The descent was not easy though. First we followed a wall line directly down to the Rake, still being battered by the fury of the snowstorm as we did so. As soon as we got back to Buckden Rake we took a break to recover from the substantial effort needed to walk the storm. It was still howling, wind forcing spikes of driving snow into us. Our clothes were covered in snow and snow melting into the fabric was making the protective gear heavy. My coat was particularly sodden and very heavy making it an uncomfortable ally. Nothing was as protective as the waterproof, windscreen materials of today. Not quite as cumbersome as that walking gear for Mallory and Irvine in the fated 1924 Everest expedition but not a lot better. We took shelter for a good 15-20 minutes before continuing our way. In that break-time Steve had mapped the new walk, a descent to Cray, a crossing to Hubberholme and a walk back to Buckden following the Dales Way. "That should be good" said he. Nods all round, thumbs up.

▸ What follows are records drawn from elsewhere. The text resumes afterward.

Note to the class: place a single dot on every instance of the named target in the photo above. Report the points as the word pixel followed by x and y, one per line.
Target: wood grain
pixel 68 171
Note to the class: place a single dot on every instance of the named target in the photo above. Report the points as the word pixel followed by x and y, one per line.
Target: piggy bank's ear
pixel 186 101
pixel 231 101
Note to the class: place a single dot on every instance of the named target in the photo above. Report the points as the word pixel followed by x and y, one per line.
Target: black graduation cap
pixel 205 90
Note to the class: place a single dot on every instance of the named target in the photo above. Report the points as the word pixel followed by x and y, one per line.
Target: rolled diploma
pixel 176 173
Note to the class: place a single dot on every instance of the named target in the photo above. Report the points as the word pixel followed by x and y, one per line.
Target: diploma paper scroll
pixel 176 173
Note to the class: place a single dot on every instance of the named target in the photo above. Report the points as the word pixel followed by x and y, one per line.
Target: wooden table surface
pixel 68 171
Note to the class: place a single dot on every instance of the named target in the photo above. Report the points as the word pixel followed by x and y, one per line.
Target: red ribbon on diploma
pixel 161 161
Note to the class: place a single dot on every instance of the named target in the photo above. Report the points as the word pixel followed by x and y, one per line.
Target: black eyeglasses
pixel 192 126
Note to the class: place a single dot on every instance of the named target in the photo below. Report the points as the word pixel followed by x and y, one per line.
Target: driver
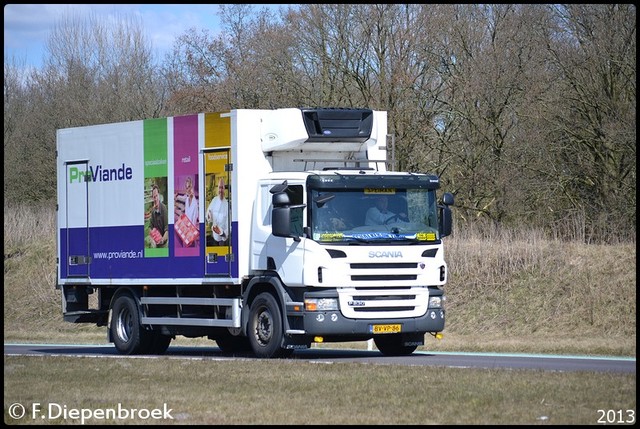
pixel 379 215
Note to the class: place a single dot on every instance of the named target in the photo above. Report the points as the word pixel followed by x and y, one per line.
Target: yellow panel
pixel 217 130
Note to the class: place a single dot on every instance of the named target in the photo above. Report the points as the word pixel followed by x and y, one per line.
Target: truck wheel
pixel 393 345
pixel 126 331
pixel 265 327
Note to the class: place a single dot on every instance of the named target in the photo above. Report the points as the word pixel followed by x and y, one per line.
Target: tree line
pixel 526 112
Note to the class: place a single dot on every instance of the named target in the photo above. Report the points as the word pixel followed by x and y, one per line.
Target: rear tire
pixel 393 345
pixel 265 330
pixel 128 335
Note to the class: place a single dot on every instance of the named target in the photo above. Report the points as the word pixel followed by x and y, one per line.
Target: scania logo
pixel 385 254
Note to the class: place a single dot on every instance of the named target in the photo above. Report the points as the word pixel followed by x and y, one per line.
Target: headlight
pixel 435 302
pixel 321 304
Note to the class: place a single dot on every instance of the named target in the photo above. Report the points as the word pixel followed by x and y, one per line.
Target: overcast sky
pixel 28 26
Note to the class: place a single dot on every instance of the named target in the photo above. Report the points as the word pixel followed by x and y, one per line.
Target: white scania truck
pixel 264 230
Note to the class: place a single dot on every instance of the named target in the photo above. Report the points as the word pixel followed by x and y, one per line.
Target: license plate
pixel 386 329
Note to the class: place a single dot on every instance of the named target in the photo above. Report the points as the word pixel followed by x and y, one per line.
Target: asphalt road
pixel 325 355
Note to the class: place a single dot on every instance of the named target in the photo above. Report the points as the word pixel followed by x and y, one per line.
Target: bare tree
pixel 95 72
pixel 592 54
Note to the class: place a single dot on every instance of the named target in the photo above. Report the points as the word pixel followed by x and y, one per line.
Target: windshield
pixel 372 215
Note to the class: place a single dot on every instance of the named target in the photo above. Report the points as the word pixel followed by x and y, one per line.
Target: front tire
pixel 265 330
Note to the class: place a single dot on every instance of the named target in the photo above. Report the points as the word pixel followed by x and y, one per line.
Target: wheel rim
pixel 124 325
pixel 264 327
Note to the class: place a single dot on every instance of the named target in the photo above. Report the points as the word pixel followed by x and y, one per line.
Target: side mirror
pixel 447 199
pixel 281 221
pixel 286 219
pixel 445 225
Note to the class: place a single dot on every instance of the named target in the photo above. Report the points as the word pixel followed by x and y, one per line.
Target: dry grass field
pixel 511 292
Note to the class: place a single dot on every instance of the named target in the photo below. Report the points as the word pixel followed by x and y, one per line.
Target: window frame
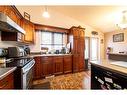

Shelter from the snowstorm at Cray GillShelter from the snowstorm at Cray Gill
In the bleak midwinterIn the bleak midwinter

The snow continued to fall heavily. Thankfully, mercifully even, it was not as driving as we got lower and the shelter of the woods, copses and hamlet dwellings provided shelter from the wind which fuelled the storm. The snow was deep in places though and our feet often fell through drifts of it to knee high which was a strength sapping experience. By the time we had reached Cray Gill it was time to shelter and eat some lunch. To be hunkered down by a drystone wall, wind free and taking refreshment was such a joy. Not that we could linger long. It was cold. We were all wet, damp having got through or clothing to chill our skin. As soon as lunch was over we continued, reaching Hubberholme, the prettiest of hamlets loved by the three of us but not lingering. We were determined to finish as quickly as possible and end our walk by drying off in the pub. As we followed the Dales Way path from Hubberholme back to Buckden we so hoped the Buck Inn was open. And thankfully it was. We marched into the pub and found ourselves to be the only ones there. Apart from the landlord who welcomed us in the most friendly manner. "Have you lads been out there. Walking. Surely not?" said he. After telling him we had we ordered a beer each and without prompting he told us to go and sit be the open fire which was roaring and warming. We sat down as close as possibly and took off our coats to dry. Puddles formed around us as the coats and our still worn clothes dried. Luckily it was a hard floor. My word we felt good.

(A footnote: The beauty of this walk, despite never being able to complete our original route, is the memory of it. I shall never forget it. I cherish the memory of it).